Acclaim
Album Review: Olga Kern and Dalí Quartet

Russian-American pianist Olga Kern won the gold medal at the 2001 Van Cliburn Competition and has maintained an active concert and recording career since then. The website for the Dalí Quartet, which is based in Philadelphia, lists a different first violinist, Ari Isaacman Beck, than the one listed on this disc, Domenic Salerni. The membership comes from the United States, Venezuela, and Puerto Rico, and the Quartet has given much exposure to music by Latin-American composers.

Kern and the Dalí Quartet seem temperamentally well matched here. The emphasis in these performances is on incisive rhythms and dramatic intensity more than lyricism. Such an approach is effective in both piano quintets, although perhaps it is a stronger match for the Shostakovich. In the Scherzo of that work Kern and the Dalí Quartet vividly convey the spiky, sarcastic wit in the music. As is often the case with Shostakovich’s slow movements, the Intermezzo is the heart of the piece. There are few composers who can match Shostakovich’s ability to portray loneliness and emptiness, and this performance captures the movement’s desolate atmosphere very well. In the finale, where the mood is more optimistic and light-hearted, Kern and the strings nicely convey the switch of moods while still finding a subtle undercurrent of darkness.
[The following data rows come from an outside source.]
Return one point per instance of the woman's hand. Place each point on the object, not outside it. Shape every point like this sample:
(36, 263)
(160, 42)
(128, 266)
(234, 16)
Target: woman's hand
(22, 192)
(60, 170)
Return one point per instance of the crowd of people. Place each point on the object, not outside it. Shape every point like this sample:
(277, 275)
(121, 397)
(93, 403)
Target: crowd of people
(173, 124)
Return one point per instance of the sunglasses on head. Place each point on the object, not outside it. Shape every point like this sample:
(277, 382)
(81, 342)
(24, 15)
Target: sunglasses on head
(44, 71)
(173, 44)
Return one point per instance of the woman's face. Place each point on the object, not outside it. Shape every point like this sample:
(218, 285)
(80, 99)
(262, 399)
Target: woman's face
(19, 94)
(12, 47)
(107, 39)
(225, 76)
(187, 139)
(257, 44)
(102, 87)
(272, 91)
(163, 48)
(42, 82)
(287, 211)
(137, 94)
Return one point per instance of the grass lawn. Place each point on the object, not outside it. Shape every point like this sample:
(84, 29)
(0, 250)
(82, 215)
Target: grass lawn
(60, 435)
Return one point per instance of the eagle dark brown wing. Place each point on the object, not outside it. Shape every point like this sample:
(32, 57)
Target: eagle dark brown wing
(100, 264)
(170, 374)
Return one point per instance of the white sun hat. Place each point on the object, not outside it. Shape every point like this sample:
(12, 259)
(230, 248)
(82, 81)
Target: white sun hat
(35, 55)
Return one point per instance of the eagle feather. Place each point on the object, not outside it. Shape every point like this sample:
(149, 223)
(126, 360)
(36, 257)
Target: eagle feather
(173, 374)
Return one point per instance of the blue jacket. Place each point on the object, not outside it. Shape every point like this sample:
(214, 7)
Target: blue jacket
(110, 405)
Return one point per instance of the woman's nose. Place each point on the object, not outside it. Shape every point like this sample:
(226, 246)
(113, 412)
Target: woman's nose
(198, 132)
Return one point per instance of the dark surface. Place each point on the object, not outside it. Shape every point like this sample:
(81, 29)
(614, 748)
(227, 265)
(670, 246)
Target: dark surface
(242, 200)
Their approach to the Brahms Piano Quintet is dynamic and vigorous, which is certainly valid. I suspect, however, that some listeners will find it relentless—fortunately, the performers take their feet off the gas pedal frequently enough to provide contrasting lightness. The second movement could benefit from a more intimate and lyrical approach, but Kern and the Dalí Quartet capture, as they did in the Shostakovich, the dark mood that lies just under the surface of this score, particularly in the finale.

Delos’s recorded sound is well balanced and natural, and Chaz Stuart’s program notes will be helpful to anyone coming anew to these two masterpieces.